Outre l’incident du 28 février 1947, de nombreuses zones d’ombre entourent la période de la loi martiale, la « terreur blanche », de 1949 à 1987.
A cette époque, des citoyens ordinaires sont passés en cour martiale, notamment pour trahison – c’est le cas de la majorité des personnes accusées d’être des communistes durant la première partie de la « terreur blanche « , jusqu’en 1955. A la différence des victimes des massacres de février 1947, qui étaient des Taïwanais de souche, la plupart de ces civils étaient des continentaux. Les dirigeants du KMT soupçonnaient que des « traîtres » avaient fui avec eux. Ils ont donc reproduit à Taïwan ce qu’ils avaient déjà fait en Chine. Ensuite, il y a eu une deuxième phase de la « terreur blanche » où le régime s’est attaqué, au nom de la sécurité nationale, à ceux qui voulaient l’indépendance de Taïwan et la démocratie.
De quelle manière Tsai Ing-wen pourrait-elle pousser plus loin le processus de justice transitionnelle concernant la « terreur blanche » ?
Une commission « vérité et réconciliation » serait plus adaptée à la « terreur blanche » : les derniers cas datent de 1987, beaucoup de gens sont encore en vie. C’est intéressant de noter que Tsai Ing-wen pour l’instant ne propose ce modèle de commission que pour l’« incident 2.28 ». Il y a une raison : les communistes continuent d’être vus comme des ennemis pour les Taïwanais. Le KMT a toujours prétendu que sa répression durant la « terreur blanche » a empêché le parti communiste chinois de conquérir Taïwan, et ce raisonnement a toujours prise dans l’esprit de nombreux Taïwanais.

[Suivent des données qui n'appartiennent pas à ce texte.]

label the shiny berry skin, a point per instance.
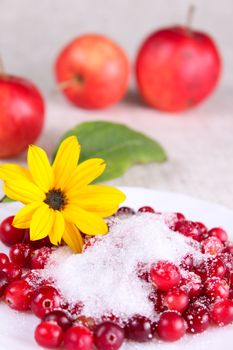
(165, 275)
(216, 287)
(176, 299)
(189, 229)
(108, 336)
(20, 254)
(212, 246)
(78, 338)
(3, 282)
(146, 209)
(13, 271)
(45, 299)
(60, 317)
(18, 295)
(171, 326)
(197, 318)
(40, 257)
(3, 259)
(10, 235)
(221, 313)
(49, 335)
(191, 284)
(139, 328)
(125, 211)
(219, 233)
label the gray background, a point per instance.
(199, 143)
(33, 32)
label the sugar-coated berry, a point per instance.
(78, 338)
(3, 259)
(13, 271)
(212, 245)
(60, 317)
(49, 335)
(108, 336)
(18, 295)
(20, 254)
(197, 318)
(165, 275)
(9, 234)
(221, 313)
(176, 299)
(219, 233)
(171, 326)
(4, 280)
(139, 328)
(216, 288)
(45, 299)
(146, 209)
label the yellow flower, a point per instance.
(59, 202)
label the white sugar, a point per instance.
(105, 278)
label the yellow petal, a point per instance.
(66, 161)
(85, 173)
(42, 223)
(23, 190)
(57, 230)
(40, 168)
(72, 237)
(23, 218)
(12, 171)
(87, 222)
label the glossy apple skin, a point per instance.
(21, 115)
(177, 68)
(97, 70)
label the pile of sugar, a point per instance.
(105, 277)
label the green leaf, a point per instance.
(120, 146)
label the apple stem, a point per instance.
(190, 15)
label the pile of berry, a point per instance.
(187, 297)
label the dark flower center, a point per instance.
(55, 199)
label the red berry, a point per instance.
(10, 235)
(171, 326)
(197, 318)
(212, 246)
(176, 299)
(13, 271)
(20, 254)
(3, 282)
(78, 338)
(40, 257)
(125, 211)
(165, 275)
(3, 259)
(191, 284)
(60, 317)
(49, 335)
(108, 336)
(219, 233)
(216, 288)
(139, 328)
(146, 210)
(45, 299)
(189, 229)
(222, 313)
(18, 295)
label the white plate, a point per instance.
(16, 330)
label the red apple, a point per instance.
(92, 71)
(21, 115)
(177, 68)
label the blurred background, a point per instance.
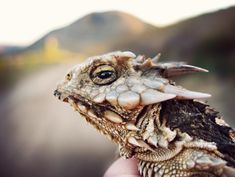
(41, 40)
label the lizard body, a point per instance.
(133, 101)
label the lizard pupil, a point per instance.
(105, 74)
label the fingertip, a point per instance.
(123, 168)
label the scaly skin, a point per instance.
(133, 102)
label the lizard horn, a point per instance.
(178, 68)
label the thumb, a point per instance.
(123, 168)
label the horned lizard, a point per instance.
(133, 101)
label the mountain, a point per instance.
(207, 40)
(94, 33)
(10, 49)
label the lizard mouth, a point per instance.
(89, 109)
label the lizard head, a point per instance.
(113, 90)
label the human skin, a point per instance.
(123, 168)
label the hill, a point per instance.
(207, 40)
(94, 33)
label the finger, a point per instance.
(123, 168)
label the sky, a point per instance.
(24, 21)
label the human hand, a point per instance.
(123, 168)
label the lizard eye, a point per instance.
(68, 77)
(103, 74)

En outre, la loi de sécurité nationale passée juste après la démocratisation a restreint toute possibilité de recours pour les cas jugés en cour martiale. Les victimes de la « terreur blanche » ont eu droit à des compensations mais leurs condamnations n’ont pas été abrogées. Donc il faudrait que Mme Tsai lève ces restrictions et rouvre tous les cas politiques. Je pense que Tsai Ing-wen devrait recourir au modèle de la commission « vérité et réconciliation » pour traiter des abus de la « terreur blanche ». Nous devrions faire la lumière sur tous ces cas. Même si ces gens étaient effectivement des membres cachés du parti communistes chinois, ils méritaient autre chose que la cour martiale.